In 2015 Sundance Film Festival screened one of the most interesting and raw documentaries on pornography of the 21st century. Following the 1998 first season of Louis Theoux’s Weird Weekends that included an episode dedicated wholly to both male and female porn actors and then again in 2012 with Louis Theoux: Twighlight of the Porn Stars that remain some of the most famous groundwork done on documentary pornography, Hot Girls Wanted (produced and directed by Jill Bauer and Roanna Gradus) was released three years later. The title, testament to mass billboards and advertisements around America searching for new talent, soon became a household name aggregating an 82% Fresh on RT.

The story followed the lives of several 18-19 year old girls looking to make a break in the porn industry, often times seeking to make quick money or tired of living in their rural hometowns, they join porn agent Riley Reynolds and move to live in Miami to pursue their dreams. The documentary showcases the effects of porn on young women, the substance abuse that often times follows and parental reactions to finding out about their daughters’ whereabouts and doings. One of the main focal points of the documentary was how so many of these girls monetized on their young looks and after they did a couple of videos they would be tossed aside for the new, fresher, girl. Aspects of the business shown such as punishment porn and BDMS are some of the most disturbing and raw, portraying the harrowing and lasting impact it has on amateur porn actresses.

Last Friday, Bauer and Gradus released a whole new, never before seen aspect on porn. One of the main critiques of their previous documentary was that not only it was all known information but also that it only depicted “one side of porn”. Bauer and Gradus venture to fix both those aspects and they do so brilliantly. Hot Girls Wanted: Turned On presenting us with feminist porn, a form made for the femme by the femme, the first episode gives us an interesting insight on how the porn demographic is changing towards being a more gender balanced environment. Holly Randall (daughter of Suze Randall, the first female Playboy photographer) and Erika Lust are porn directors who market their work as “high-end” and created for the female gaze. Steadfast in blurring the division between erotica and porn, the two directors make it their mission to create content for the enjoyment of women and end the taboo on pornography. Simultaneously the directors face many challenges, by wanting to depict real intercourse they opt out of using porn actors, which often times hindering their work and the speed in which it gets done. Furthermore, free porn online has completely altered the market, not leaving much space, or revenue, for their high-end products.

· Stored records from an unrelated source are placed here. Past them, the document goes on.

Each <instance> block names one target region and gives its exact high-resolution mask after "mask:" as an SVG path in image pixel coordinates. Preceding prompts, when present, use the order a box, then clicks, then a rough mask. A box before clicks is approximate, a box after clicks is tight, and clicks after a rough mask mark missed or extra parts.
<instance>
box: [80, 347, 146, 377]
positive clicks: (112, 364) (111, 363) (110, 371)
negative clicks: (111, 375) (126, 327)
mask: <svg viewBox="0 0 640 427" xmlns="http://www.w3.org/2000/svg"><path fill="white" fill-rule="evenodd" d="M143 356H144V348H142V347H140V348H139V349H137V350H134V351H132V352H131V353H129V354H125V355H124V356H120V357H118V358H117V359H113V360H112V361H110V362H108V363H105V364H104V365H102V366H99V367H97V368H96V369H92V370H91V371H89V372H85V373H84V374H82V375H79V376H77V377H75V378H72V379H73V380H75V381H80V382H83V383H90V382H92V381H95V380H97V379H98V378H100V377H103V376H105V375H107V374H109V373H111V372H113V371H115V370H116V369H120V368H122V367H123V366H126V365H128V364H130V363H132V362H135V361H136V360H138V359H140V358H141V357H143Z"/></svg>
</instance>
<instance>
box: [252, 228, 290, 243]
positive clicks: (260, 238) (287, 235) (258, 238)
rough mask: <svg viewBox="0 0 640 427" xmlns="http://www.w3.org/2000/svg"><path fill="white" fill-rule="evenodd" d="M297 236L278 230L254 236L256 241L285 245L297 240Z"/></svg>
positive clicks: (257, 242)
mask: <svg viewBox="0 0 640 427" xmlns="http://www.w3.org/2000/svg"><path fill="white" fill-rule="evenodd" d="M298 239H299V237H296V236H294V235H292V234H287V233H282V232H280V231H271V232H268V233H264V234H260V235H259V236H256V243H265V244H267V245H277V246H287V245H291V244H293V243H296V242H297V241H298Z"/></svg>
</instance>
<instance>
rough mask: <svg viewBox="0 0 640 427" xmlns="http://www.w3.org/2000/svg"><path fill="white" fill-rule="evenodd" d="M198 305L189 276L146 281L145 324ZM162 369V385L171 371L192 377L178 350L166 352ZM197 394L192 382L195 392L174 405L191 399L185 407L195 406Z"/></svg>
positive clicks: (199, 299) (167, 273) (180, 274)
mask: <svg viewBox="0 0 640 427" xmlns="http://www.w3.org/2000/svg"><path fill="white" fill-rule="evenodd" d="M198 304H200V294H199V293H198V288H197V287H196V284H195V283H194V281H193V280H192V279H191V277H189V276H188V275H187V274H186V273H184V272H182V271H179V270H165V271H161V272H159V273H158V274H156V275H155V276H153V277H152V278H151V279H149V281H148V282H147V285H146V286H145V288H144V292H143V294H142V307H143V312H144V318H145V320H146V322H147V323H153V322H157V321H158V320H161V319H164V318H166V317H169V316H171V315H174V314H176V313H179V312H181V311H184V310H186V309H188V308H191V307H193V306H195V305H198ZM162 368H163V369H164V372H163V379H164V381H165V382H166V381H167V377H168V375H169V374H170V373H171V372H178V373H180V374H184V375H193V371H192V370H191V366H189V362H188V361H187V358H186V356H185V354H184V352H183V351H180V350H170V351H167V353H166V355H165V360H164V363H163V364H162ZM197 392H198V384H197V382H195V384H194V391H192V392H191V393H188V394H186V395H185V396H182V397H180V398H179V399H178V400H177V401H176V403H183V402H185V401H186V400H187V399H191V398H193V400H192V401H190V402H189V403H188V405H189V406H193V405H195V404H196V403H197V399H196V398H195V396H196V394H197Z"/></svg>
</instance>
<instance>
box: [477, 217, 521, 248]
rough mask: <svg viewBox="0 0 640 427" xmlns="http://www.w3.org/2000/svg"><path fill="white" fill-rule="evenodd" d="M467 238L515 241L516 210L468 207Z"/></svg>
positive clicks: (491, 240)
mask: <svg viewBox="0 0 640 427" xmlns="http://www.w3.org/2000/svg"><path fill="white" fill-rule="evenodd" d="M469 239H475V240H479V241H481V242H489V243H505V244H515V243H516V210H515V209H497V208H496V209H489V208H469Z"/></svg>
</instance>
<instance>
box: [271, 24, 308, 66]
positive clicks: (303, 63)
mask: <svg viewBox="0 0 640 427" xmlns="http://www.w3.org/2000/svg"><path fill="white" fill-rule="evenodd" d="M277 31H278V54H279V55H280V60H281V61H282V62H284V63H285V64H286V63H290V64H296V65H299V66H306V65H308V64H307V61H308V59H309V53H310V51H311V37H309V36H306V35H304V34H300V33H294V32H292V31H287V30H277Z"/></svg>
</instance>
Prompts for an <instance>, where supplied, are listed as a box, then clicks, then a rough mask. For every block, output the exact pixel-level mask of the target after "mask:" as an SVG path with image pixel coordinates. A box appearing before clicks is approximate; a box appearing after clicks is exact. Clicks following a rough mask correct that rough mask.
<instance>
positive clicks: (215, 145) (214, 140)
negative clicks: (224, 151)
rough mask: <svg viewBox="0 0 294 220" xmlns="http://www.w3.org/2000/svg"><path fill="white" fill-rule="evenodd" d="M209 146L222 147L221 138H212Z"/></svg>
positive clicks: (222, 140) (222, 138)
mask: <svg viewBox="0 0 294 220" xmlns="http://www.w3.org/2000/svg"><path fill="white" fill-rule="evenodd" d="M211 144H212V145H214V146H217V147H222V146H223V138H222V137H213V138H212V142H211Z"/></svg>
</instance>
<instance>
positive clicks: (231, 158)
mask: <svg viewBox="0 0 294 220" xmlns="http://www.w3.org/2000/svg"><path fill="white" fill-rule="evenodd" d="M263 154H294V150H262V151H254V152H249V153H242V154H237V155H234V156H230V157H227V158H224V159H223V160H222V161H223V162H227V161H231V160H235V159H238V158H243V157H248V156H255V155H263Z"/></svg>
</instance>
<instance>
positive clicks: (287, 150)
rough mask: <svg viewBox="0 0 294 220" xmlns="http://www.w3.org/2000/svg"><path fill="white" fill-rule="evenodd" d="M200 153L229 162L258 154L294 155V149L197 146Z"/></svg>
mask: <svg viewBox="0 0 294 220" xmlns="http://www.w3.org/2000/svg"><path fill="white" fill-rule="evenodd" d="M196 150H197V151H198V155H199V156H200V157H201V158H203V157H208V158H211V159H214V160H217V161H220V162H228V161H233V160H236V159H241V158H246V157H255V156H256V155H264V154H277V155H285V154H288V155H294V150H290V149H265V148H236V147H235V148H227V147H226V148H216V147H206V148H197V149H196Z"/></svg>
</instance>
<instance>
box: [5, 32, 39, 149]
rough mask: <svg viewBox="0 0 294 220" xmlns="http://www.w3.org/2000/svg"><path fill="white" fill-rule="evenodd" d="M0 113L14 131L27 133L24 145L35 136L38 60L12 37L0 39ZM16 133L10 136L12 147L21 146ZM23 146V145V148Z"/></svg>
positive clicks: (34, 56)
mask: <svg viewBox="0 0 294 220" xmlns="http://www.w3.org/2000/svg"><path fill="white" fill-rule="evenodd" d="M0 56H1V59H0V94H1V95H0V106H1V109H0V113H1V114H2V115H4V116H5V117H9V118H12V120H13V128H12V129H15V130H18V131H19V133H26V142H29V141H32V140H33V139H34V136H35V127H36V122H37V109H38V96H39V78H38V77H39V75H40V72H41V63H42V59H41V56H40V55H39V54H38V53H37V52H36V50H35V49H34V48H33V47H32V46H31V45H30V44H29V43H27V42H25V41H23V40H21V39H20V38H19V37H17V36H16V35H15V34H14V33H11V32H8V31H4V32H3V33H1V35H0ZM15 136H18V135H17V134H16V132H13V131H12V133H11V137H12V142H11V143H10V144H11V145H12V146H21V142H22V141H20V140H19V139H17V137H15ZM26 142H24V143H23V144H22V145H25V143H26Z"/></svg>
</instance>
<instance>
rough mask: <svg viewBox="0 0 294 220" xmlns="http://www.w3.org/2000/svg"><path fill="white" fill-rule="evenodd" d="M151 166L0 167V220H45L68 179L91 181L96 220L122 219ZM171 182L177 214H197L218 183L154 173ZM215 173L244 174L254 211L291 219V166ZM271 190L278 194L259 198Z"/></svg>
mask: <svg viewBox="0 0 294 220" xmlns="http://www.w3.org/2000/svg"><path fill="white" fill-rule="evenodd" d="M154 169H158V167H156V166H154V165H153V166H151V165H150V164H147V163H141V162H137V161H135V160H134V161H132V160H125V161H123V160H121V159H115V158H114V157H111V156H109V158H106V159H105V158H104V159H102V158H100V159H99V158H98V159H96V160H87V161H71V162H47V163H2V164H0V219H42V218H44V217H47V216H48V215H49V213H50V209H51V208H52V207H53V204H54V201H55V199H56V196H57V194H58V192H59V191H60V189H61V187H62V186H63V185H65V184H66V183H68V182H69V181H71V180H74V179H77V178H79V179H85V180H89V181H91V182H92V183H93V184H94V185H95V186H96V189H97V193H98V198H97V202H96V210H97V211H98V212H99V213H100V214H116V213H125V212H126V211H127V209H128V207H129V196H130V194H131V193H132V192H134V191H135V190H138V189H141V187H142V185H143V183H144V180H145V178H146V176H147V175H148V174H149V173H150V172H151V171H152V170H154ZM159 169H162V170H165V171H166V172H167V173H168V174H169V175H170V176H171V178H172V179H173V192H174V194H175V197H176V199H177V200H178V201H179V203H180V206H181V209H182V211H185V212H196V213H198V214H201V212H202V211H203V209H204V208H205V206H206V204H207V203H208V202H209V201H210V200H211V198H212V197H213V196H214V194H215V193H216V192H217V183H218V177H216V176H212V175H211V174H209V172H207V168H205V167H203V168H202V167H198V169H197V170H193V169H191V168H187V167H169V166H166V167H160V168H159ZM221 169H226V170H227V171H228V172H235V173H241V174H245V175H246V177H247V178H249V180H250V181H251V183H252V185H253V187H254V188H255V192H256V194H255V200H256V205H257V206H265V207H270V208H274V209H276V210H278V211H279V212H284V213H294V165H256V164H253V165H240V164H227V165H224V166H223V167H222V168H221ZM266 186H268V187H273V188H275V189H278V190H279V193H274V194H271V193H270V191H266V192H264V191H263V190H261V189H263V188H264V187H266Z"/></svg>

The episodes look into a variety of nuanced struggles working in the sex-industry, in this era where everything is digitalized (hence the double entendre Turned On, in the title). The second episode (“Owning It”) portrays Penthouse centerfold Bailey Rayne as a business-savvy entrepreneur who stays on top of her game as the vast majority of her peers fall into serious substance abuse or get carried away by their naiveté. Rayne exposes us to the relatively new aspect of the industry that is camming and porn’s rapid movement towards cybersex.  All the episodes, particularly the last one that focuses on Marina Lonina’s periscope rape jail sentence in 2016, which made international headlines, give an important and novel assessment of porn. It continues to cite the many difficulties with living that lifestyle; predominantly it being considered an obscene and improper field whose consequences shadow you for the rest of your life and also due to how the internet has revolutionized sex as a whole. Bauer and Gradus manage to create a more realistic depiction of sex work that encompasses both female empowerment and one of devaluement, the most polarizing issue for women in porn since its existence.